Kemampuan ini tentunya berbeda-beda menurut perbedaan keadaan manusia itu sendiri, tempat tinggalnya dan kendaraannya. Sebab masing-masing daerah memiliki perbedaan ekonomi, biaya dan alat transportasi.

Al Habib Abdullah Al Haddad dalam An Nashoihud Diniyyah menyebutkan, barangsiapa yang memaksakan diri padahal dia tidak wajib haji, karena kerinduannya kepada Baitullah al Haram dan karena keinginannya untuk melaksanakan syariat agama islam, maka yang demikian menunjukkan atas kesempurnaan iman dan tentu pahalanya lebih banyak dan besar.
Akan tetapi dengan syarat dia tidak menyia-nyiakan dengan sebab perjalanan hajinya sedikitpun dari hak-hak Allah, baik dalm perjalanan maupun di tanah airnya, jika tidak begitu maka dia berdosa. Seperti bila dia berangkat dan meninggalkan orang-orang yang wajib dia nafkahi dalam keadaan terlantar tidak memiliki apa-apa, atau dalam perjalanannya mengandalkan orang lain dengan meminta-minta kepada mereka atau menyia-nyiakan sholat fardhu atau melakukan perbuatan yang diharamkan dalam perjalanan. Orang semacam ini adalah ibarat orang yang membangun istana tapi pada waktu sama dia menghancurkan kota.

Maka seharusnya setiap orang yang menunaikan ibadah haji,benar-benar mempersiapkan dhohir dan bathin, sehingga setibanya di Al Haramain, Makkah dan Madinah dia tahu apa yang harus dikerjakannya. Dia harus tahu bagaimana menghormati kedua tempat suci itu dan apa saja adab atau etika saat berada disana. Jangan sampai dia melakukan haji tapi diselingi dengan kemungkaran dan pelanggaran sehingga bukannya Rahmat dan Ridho Allah yang didapatnya, tapi justru Murka dan Kemarahan Nya. Sebab tidaklah sama kemungkaran yang dikerjakan di dua kota suci tersebut dengan kota lainnya. Akan lebih berat sangsi dan akibatnya.

Keutamaan Haji

Banyak sekali riwayat yang datang menjelaskan keutamaan ibadah haji, diantaranya adalah sabda Rasulullah SAW (yang artinya):
“ Barangsiapa berhaji ke Baitullah, lalu dia tidak berkata keji dan tidak berbuat kefasikan, maka dia akan keluar dari dosa-dosanya seperti hari dia dilahirkan oleh ibunya “ (HR. Bukhori dan Muslim dari Abu Hurairah RA)
Imam al Baihaqi dan Ad Daaruquthni meriwayatkan bahwa Rasululah SAW bersabda (yang artinya):
“ Barangsiapa keluar dari rumahnya untuk haji atau umrah, lalu meninggal, maka dia diberi pahala sebagai orang yang haji dan umrah sampai hari kiamat. Dan siapa yang meninggal di salah satu Al Haramain (Makkah atau Madinah) maka dia tidak dihisab, lalu dikatakan kepadanya: ”Masuklah ke surga”.

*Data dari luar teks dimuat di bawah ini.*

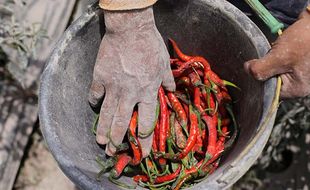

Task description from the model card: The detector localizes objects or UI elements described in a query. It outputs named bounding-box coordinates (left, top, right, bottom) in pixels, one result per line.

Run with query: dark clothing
left=229, top=0, right=310, bottom=26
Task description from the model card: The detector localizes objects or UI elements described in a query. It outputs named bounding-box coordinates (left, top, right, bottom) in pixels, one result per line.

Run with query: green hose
left=244, top=0, right=284, bottom=34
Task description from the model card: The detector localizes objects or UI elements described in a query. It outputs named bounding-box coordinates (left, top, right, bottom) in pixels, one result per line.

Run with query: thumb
left=162, top=67, right=176, bottom=92
left=244, top=48, right=292, bottom=81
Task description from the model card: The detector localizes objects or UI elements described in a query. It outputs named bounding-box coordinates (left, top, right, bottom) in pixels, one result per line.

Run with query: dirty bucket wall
left=40, top=0, right=276, bottom=189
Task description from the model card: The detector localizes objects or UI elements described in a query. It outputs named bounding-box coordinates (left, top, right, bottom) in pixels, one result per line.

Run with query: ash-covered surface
left=232, top=97, right=310, bottom=190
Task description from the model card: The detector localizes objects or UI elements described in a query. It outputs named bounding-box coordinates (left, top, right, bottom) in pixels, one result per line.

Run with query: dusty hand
left=89, top=8, right=175, bottom=157
left=245, top=8, right=310, bottom=98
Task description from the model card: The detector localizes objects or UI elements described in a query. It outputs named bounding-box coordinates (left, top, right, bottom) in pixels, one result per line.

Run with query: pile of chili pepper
left=94, top=39, right=238, bottom=190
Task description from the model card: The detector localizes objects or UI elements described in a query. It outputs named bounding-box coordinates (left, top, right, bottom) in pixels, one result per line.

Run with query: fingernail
left=105, top=143, right=116, bottom=156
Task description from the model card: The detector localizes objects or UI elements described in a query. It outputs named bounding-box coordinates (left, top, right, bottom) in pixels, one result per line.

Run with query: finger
left=106, top=94, right=136, bottom=154
left=162, top=66, right=176, bottom=92
left=88, top=80, right=105, bottom=107
left=138, top=99, right=157, bottom=157
left=244, top=48, right=292, bottom=81
left=96, top=89, right=119, bottom=145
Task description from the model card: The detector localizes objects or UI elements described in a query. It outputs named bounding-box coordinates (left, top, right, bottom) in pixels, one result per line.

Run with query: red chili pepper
left=168, top=92, right=187, bottom=128
left=165, top=105, right=198, bottom=160
left=177, top=76, right=191, bottom=87
left=172, top=58, right=203, bottom=78
left=222, top=118, right=231, bottom=126
left=174, top=120, right=186, bottom=149
left=194, top=87, right=217, bottom=156
left=169, top=39, right=192, bottom=61
left=110, top=153, right=132, bottom=178
left=133, top=175, right=149, bottom=183
left=155, top=165, right=182, bottom=183
left=152, top=121, right=160, bottom=152
left=188, top=72, right=202, bottom=86
left=128, top=111, right=142, bottom=166
left=173, top=174, right=191, bottom=190
left=158, top=87, right=169, bottom=166
left=165, top=95, right=172, bottom=108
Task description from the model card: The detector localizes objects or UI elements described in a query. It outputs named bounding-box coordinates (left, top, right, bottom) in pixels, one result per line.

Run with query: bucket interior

Rasulullah saw bersabda (yang artinya):
“ Haji yang mabrur lebih baik daripada dunia dan seisinya, dan haji mabrur tiada balasan yang setimpal baginya kecuali surga “ (HR. Bukhori Muslim dari Abu Harairah).
Rasulullah saw bersabda (yang artinya):
“ Orang yang haji dan umrah adalah tamu Allah dan para pengunjung-Nya, jika mereka memohon sesuatu kepada-Nya, maka Dia akan memberikannya. Dan jika mereka minta ampun, maka Dia akan mengampuninya dan jika mereka berdoa maka dikabulkan doa mereka dan jika mereka memohon syafaat maka mereka diberi syafaat “ (HR. Ibnu Majah dari Abu Hurairah).

Abdullah bin Abbas meriwayatkan dari Nabi Muhammad saw, beliau bersabda(yang artinya):
“ Turun setiap hari pada Ka’bah ini 120 rahmat, enam puluh untuk orang yang thawaf, empat puluh untuk orang yang sholat disana dan dua puluh untuk orang yang memandang (nya) “ (HR. Ibnu Hibban dan Al Baihaqi)

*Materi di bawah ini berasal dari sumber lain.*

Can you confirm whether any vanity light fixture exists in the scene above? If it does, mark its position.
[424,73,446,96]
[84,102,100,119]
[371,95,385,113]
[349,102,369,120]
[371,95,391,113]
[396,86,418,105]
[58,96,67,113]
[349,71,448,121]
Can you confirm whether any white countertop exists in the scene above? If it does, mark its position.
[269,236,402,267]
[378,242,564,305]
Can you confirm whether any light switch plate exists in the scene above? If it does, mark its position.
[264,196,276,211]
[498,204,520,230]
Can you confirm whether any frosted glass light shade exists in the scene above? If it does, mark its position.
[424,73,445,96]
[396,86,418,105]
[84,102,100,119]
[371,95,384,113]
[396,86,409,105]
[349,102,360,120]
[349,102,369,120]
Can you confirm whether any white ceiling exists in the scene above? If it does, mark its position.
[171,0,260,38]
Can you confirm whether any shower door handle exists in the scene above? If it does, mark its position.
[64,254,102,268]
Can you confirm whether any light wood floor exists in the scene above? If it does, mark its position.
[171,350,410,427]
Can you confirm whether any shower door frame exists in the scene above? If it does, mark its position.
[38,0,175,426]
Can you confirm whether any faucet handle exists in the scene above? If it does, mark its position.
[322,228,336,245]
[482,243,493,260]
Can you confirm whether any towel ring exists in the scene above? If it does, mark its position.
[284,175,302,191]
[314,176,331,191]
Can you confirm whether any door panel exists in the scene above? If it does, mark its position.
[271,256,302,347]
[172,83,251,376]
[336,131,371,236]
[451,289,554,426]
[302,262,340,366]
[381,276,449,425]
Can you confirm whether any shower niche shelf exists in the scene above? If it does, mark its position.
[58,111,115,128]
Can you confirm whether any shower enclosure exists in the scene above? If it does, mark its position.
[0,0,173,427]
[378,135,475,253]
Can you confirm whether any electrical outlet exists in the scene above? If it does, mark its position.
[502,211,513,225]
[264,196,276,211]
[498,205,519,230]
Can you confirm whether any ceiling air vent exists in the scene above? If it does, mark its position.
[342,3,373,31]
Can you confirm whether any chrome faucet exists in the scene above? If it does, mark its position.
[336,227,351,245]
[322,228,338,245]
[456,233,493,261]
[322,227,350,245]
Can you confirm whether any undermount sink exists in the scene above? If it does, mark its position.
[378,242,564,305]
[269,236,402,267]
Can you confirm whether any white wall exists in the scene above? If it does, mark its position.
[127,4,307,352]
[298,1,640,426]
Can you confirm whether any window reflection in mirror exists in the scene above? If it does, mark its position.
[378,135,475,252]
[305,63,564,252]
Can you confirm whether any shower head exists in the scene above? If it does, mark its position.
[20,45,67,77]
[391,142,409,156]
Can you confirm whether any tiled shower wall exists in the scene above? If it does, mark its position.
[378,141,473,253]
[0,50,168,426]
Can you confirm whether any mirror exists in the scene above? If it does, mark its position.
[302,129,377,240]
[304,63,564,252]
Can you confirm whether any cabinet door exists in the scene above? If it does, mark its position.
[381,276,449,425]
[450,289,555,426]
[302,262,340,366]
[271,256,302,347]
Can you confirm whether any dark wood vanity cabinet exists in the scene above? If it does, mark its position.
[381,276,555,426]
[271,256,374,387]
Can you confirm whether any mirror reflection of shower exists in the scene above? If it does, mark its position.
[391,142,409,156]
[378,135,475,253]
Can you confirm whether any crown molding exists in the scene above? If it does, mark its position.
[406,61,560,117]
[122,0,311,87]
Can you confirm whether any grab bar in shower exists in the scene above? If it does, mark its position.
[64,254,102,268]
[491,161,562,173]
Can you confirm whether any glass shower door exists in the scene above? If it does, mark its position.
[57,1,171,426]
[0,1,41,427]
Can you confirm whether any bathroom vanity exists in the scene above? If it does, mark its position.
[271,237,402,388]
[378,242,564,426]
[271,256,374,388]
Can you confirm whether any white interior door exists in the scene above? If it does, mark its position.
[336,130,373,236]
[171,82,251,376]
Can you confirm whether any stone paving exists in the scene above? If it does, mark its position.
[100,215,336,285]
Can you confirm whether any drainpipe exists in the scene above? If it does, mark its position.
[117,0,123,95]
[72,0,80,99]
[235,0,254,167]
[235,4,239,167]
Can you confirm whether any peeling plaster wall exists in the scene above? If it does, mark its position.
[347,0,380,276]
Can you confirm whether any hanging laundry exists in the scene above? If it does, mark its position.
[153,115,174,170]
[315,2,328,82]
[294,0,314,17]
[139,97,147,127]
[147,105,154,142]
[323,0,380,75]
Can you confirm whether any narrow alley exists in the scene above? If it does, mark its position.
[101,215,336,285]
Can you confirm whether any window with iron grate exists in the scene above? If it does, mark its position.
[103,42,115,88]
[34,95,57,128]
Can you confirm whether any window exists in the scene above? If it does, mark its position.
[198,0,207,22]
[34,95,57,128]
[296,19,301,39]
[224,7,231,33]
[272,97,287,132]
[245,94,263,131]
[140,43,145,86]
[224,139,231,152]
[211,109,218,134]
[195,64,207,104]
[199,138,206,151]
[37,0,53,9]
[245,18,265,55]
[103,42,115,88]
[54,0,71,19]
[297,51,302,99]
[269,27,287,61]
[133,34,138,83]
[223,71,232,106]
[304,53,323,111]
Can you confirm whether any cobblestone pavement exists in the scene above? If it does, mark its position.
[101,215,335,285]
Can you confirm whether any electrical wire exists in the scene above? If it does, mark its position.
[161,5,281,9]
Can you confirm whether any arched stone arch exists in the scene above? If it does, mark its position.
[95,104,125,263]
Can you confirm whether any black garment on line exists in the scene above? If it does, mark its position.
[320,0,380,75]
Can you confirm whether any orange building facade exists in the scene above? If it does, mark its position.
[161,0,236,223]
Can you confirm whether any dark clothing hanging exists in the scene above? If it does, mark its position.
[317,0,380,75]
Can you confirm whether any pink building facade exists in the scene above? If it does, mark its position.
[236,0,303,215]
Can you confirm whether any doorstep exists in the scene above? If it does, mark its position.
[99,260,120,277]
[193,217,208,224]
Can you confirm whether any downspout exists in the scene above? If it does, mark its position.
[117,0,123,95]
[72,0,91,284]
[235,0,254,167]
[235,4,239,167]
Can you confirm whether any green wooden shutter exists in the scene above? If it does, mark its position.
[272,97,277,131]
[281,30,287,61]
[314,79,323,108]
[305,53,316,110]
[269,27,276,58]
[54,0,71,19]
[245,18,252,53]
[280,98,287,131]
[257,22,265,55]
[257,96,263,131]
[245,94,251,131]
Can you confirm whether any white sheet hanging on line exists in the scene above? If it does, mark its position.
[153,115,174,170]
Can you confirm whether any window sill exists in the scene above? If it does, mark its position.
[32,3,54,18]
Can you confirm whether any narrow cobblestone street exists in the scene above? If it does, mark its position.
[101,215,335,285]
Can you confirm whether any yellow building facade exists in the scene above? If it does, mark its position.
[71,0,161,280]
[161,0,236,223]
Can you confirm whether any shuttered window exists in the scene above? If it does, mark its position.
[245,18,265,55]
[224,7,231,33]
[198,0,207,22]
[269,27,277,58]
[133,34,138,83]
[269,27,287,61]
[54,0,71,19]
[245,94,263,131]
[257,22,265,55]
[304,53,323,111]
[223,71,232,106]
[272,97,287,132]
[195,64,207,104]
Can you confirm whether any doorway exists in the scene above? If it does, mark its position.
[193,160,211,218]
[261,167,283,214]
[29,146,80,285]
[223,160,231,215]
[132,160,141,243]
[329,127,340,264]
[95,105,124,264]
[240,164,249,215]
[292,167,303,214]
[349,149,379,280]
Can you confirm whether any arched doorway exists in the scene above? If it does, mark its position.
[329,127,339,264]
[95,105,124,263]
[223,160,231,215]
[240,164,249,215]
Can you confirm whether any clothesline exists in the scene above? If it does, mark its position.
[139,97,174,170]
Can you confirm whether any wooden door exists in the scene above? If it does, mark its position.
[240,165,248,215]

Rasulullah saw bersabda (yang artinya):
“ Ya Allah ampunilah orang-orang yang haji dan orang yang dimohonkan ampun oleh orang yang haji “ (HR. Al Hakim dari Abu Hurairah)
Imam Mujahid dan lainnya dari kalangan Ulama berkata :
“ Sesungguhnya orang-orang yang haji manakala sampai di Makkah, maka mereka disambut oleh malaikat. Mereka (para malaikat) menjemput orang-orang yang haji. Mereka memberi salam kepada orang-orang yang mengendarai onta, menjabat tangan para pengendara keledai (binatang) dan mereka memeluk para pejalan kaki dengan pelukan hangat “.
Imam Hasan Al Bashri berkata : “ Barang siapa yang meninggal setelah ramadhan atau setelah perang fi sabilillah atau setelah haji maka dia meninggal sebagai syahid “. (lihat Ihya’ Ulumiddin bab Haji)

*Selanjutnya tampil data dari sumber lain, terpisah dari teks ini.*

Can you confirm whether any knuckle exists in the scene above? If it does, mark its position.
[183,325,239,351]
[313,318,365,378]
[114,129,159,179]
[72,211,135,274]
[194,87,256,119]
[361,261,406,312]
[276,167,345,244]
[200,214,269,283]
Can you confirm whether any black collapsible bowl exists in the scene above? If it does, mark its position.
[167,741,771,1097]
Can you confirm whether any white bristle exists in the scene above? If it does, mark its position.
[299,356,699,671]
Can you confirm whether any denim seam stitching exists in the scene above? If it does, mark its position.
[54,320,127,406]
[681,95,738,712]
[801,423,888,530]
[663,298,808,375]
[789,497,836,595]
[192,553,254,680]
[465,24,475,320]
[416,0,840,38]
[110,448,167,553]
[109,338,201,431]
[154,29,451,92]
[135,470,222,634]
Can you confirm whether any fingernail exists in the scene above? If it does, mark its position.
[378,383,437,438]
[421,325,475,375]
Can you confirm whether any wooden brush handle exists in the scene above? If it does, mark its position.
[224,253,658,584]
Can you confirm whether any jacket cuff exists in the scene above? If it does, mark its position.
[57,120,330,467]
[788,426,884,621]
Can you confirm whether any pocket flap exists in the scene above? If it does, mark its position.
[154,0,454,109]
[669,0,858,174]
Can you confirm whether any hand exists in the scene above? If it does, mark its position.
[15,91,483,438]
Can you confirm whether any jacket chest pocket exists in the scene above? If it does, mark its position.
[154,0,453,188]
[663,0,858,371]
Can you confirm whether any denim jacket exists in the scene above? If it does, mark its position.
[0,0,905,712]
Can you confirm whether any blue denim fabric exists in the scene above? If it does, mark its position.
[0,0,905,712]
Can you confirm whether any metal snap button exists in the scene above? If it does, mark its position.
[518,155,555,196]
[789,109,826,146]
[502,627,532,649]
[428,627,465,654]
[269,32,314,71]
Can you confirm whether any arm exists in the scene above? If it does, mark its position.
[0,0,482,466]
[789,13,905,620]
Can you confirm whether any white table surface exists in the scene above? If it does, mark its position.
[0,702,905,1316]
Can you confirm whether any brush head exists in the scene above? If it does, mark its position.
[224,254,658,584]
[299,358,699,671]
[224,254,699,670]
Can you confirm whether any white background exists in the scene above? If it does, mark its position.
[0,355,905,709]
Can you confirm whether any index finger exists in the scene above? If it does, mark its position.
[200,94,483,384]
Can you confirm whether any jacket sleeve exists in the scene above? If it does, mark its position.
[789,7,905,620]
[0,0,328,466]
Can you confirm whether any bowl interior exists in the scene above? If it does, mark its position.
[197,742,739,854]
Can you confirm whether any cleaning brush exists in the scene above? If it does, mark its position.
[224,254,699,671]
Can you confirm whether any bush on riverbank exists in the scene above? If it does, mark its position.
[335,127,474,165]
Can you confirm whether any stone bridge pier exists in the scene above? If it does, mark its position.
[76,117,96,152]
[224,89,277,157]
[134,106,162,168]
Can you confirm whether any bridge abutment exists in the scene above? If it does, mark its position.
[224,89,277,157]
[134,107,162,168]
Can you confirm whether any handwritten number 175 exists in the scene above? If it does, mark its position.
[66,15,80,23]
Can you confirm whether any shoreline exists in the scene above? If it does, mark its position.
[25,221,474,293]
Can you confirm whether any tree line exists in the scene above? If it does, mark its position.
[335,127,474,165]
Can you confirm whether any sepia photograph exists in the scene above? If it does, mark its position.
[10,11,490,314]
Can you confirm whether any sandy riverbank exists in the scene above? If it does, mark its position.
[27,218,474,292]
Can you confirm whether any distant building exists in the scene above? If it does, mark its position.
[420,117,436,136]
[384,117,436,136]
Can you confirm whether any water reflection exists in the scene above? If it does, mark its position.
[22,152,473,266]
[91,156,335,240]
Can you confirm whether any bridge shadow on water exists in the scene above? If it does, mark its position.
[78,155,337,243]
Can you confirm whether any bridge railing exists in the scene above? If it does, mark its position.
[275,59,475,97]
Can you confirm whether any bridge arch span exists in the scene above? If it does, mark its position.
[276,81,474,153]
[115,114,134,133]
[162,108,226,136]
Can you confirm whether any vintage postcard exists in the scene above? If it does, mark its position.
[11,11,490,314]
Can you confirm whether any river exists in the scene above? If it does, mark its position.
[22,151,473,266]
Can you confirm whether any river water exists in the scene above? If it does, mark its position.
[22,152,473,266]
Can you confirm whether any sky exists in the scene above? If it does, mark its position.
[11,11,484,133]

Ancaman bagi yang mampu tapi tidak berhaji

Rasulullah SAW bersabda (yang artinya):
“ Barang siapa memiliki bekal dan kendaraan untuk menyampaikannya ke Baitullah al Haram, lalu dia tidak berhaji, maka tiada urusan baginya mau mati dalam keadaan Yahudi atau Nashrani “. (HR. At Tirmidzi dan al Baihaqi dari Ali bin Abi Thalib)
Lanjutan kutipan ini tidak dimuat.